Teacher Preparation: 15 min

Lesson: 30 min

Materials Activity colorworksjar materials

  • Food coloring (various colors)
  • Warm water
  • Vegetable oil
  • Jars (plastic recommended) – enough for one per student group
  • Tablespoon measuring spoons
  • Dixie cups – enough for one per student group
  • Toothpicks – enough for one per student group

Safety

  • Be sure to caution students if using a glass jar. Plastic would be more conducive for this project, but if you are using glass be sure to have extra helping hands for each jar being used.
  • Students should wash their hands thoroughly at the end of the activity.
  • When students complete the lab, instruct them how to clean up their materials.

Teacher Notes

  • This lesson supports students’ understanding of different types of mixtures; students will observe that some liquids have the ability mix together, while others will not.
  • The food coloring will dissolve and spread evenly through water but it will not in the oil. When the food coloring is mixed in the oil, small colored droplets will be observed.
  • Because oil is less dense than water, students will observe the oil floating to the top of the water in the jar.
  • The food coloring drops will move through the oil, and when they are in the bottom portion of the oil, they mix with the water. The heavier colored drops will begin to fall to the bottom, creating many different colors in the jar.
  • Students will also be able to experiment with color mixing by utilizing food coloring that creates a new color. Red and blue make purple, etc.
  • The teacher should also encourage students to think about density. Once the lesson has been completed, the teacher will discuss again why the oil went to the top! This can be connected to real-world implications by discussing what happens when oil is spilled in the oceans, rivers, or lakes.
  • Small student groups or partners work best.
  • Teacher should ask for parent support as this lesson is fast paced.
  • Students who are at a higher level may be given a data table to collect information (sample is included).
  • Lower level students may be paired with another student for this lesson.
  • Complete the procedure as a class:
    1. Fill a jar ¾ of the way to the top with warm water.
    2. In a Dixie cup, add 3 tablespoons of oil and 4-5 drops of various colors of food coloring.
    3. Using a tooth pick stir the oil and food coloring mixture to break apart the color droplets so they form smaller ones.
    4. Carefully pour the oil and food coloring into the glass of warm water.
    5. Observe what happens with the colors, oil and water.

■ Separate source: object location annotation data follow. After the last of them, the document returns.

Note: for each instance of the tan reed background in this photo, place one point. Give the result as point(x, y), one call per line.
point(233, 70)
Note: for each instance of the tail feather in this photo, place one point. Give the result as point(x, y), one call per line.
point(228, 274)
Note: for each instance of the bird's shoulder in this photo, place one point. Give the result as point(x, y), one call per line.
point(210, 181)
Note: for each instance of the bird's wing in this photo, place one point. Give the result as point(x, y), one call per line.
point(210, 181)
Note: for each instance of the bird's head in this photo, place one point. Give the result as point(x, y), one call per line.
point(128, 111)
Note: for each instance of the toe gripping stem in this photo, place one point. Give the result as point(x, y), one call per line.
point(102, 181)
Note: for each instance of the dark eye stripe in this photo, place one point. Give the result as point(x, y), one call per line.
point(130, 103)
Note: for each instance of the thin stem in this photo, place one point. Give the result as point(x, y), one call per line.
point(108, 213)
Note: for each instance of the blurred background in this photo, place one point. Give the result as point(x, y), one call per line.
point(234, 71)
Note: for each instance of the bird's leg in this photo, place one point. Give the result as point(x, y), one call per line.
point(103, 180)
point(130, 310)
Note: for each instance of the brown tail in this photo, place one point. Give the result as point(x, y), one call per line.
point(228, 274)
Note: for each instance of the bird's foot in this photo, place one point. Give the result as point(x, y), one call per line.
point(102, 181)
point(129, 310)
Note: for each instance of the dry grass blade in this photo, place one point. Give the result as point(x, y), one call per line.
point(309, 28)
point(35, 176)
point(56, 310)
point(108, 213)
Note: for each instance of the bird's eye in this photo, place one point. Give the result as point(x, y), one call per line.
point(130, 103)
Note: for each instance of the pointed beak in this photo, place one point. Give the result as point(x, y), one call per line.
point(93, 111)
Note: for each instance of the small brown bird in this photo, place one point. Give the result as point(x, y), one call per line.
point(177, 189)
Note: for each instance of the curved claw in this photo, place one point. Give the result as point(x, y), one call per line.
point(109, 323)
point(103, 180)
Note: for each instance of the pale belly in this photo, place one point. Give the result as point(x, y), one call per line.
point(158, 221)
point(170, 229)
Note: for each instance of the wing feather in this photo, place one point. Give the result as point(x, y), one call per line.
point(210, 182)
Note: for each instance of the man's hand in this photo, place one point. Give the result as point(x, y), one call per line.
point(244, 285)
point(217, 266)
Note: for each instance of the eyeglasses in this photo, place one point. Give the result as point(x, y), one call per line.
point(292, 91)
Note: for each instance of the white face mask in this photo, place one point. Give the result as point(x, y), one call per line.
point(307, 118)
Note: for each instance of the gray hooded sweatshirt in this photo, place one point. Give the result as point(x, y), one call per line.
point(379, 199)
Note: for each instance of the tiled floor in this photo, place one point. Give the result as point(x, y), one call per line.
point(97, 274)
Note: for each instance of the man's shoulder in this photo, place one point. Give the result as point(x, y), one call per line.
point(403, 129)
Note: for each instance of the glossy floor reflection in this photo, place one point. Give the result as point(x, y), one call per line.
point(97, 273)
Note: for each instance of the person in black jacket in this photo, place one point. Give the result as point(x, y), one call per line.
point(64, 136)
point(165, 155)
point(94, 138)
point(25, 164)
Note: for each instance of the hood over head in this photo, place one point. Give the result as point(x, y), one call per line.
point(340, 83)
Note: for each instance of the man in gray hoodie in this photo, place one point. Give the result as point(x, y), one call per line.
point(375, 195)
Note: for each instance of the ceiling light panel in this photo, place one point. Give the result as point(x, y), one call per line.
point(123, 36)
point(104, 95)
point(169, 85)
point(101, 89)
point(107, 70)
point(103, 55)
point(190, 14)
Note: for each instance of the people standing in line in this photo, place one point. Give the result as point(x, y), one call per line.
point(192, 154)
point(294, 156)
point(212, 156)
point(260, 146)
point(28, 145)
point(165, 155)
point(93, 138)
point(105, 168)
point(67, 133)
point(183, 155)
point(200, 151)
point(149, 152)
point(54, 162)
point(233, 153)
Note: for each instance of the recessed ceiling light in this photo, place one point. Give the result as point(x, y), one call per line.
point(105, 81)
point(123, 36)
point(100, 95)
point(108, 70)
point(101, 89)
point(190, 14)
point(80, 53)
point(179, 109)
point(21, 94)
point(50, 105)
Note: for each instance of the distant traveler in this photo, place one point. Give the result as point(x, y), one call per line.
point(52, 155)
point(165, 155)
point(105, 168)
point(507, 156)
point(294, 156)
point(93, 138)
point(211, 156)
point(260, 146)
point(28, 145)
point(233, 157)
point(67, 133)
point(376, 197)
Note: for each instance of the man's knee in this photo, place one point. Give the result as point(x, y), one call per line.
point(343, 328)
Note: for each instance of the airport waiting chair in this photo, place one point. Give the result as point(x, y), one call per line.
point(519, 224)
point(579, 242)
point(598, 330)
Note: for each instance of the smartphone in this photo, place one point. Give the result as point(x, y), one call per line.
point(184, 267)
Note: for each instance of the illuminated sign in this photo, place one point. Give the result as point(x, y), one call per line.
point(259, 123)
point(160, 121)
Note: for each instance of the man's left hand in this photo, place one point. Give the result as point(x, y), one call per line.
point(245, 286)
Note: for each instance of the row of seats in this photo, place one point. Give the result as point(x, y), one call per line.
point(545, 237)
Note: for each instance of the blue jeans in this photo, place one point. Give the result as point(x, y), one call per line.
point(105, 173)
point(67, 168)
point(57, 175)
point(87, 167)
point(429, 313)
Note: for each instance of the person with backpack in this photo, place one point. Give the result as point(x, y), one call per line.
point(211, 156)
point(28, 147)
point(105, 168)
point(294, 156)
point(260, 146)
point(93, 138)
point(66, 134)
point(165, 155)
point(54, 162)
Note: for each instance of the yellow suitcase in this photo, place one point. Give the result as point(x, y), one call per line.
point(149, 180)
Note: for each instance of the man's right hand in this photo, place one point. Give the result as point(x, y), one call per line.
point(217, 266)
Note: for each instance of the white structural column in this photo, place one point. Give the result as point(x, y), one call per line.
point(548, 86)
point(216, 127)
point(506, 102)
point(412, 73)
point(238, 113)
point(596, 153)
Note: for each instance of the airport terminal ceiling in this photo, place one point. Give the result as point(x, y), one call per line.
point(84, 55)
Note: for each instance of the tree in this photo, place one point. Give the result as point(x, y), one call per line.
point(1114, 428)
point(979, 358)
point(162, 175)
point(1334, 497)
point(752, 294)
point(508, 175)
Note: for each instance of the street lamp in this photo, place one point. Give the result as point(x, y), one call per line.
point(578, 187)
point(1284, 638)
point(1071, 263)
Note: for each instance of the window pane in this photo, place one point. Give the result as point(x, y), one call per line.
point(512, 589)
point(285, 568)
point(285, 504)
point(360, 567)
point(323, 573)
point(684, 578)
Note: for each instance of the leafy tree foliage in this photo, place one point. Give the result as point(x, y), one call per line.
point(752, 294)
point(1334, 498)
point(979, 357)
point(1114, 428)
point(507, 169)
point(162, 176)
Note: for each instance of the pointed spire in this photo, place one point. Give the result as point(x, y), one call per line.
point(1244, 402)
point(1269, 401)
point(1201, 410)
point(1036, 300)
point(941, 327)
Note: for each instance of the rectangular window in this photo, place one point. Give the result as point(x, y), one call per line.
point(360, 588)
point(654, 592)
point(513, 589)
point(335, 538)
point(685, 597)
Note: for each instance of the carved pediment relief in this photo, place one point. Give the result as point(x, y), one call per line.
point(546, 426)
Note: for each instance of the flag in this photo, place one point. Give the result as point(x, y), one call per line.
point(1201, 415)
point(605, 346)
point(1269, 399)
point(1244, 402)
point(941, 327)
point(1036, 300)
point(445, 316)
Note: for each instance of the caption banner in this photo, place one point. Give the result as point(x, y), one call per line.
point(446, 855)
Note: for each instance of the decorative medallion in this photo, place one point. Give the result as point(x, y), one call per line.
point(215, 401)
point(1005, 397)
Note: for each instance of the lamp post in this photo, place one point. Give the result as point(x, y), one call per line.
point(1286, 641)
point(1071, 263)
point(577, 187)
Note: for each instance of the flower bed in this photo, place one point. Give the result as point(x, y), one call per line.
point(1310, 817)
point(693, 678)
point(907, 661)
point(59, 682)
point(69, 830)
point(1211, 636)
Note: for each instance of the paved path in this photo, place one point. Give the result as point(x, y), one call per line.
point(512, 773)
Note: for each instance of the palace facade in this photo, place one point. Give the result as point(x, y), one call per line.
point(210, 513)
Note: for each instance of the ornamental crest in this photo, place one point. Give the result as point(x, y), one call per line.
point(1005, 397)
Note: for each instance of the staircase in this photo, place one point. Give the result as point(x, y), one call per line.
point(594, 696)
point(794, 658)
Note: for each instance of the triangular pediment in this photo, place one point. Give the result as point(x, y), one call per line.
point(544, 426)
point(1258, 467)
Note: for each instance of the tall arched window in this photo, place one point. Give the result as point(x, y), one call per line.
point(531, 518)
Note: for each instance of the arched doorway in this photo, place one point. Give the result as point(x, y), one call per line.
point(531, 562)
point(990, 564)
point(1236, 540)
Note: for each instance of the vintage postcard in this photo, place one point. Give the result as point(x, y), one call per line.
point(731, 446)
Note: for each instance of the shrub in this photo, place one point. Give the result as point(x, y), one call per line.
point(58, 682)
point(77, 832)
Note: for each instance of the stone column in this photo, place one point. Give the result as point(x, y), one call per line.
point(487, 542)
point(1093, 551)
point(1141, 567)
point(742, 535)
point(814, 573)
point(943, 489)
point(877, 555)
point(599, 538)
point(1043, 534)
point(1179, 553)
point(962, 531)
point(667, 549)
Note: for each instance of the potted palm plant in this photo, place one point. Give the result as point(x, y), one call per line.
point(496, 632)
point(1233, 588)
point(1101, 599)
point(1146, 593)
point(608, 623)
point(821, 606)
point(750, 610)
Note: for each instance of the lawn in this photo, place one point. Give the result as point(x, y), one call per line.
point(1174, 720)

Activity colorworksjar teachernotes1 Activity colorworksjar teachernotes2 Activity colorworksjar teachernotes3

  • When the lesson is over, cleanup should be handled quickly and carefully with adult assistance. Oil should not be poured down the sink!
  • After the activity:
    • Students will then be called to the carpet area. The teacher will reinforce the lesson and discuss the student’s observations, focusing on why the oil and water separated, and why the food coloring mixed with the water but not the oil. The teacher should ask what they think would happen if there was an oil spill in an ocean, lake or river. The students will discuss and generate answers while the teacher listens. The teacher will create a list on chart paper/white board about the implications of an oil spill in a large body of water.

For the Student

Lesson

Materials

  • Food coloring
  • Warm water
  • Vegetable oil
  • Jar
  • Tablespoon
  • Dixie cup
  • Toothpick

Safety

  • Wash your hands thoroughly at the end of the activity.
  • Follow your teacher’s instructions for how to clean up your materials.

Procedure

  1. Fill a jar ¾ of the way to the top with warm water.
  2. In a Dixie cup, add 3 tablespoons of oil and 4-5 drops of various colors of food coloring.
  3. Using a tooth pick stir the oil and food coloring mixture to break apart the color droplets so they form smaller ones.
  4. Carefully pour the oil and food coloring into the glass of warm water.
  5. Observe what happens with the colors, oil and water.
What did you observe when you first mixed the oil, food coloring and water together?
What did you observe after the oil, food coloring and water had been mixed together for a few minutes?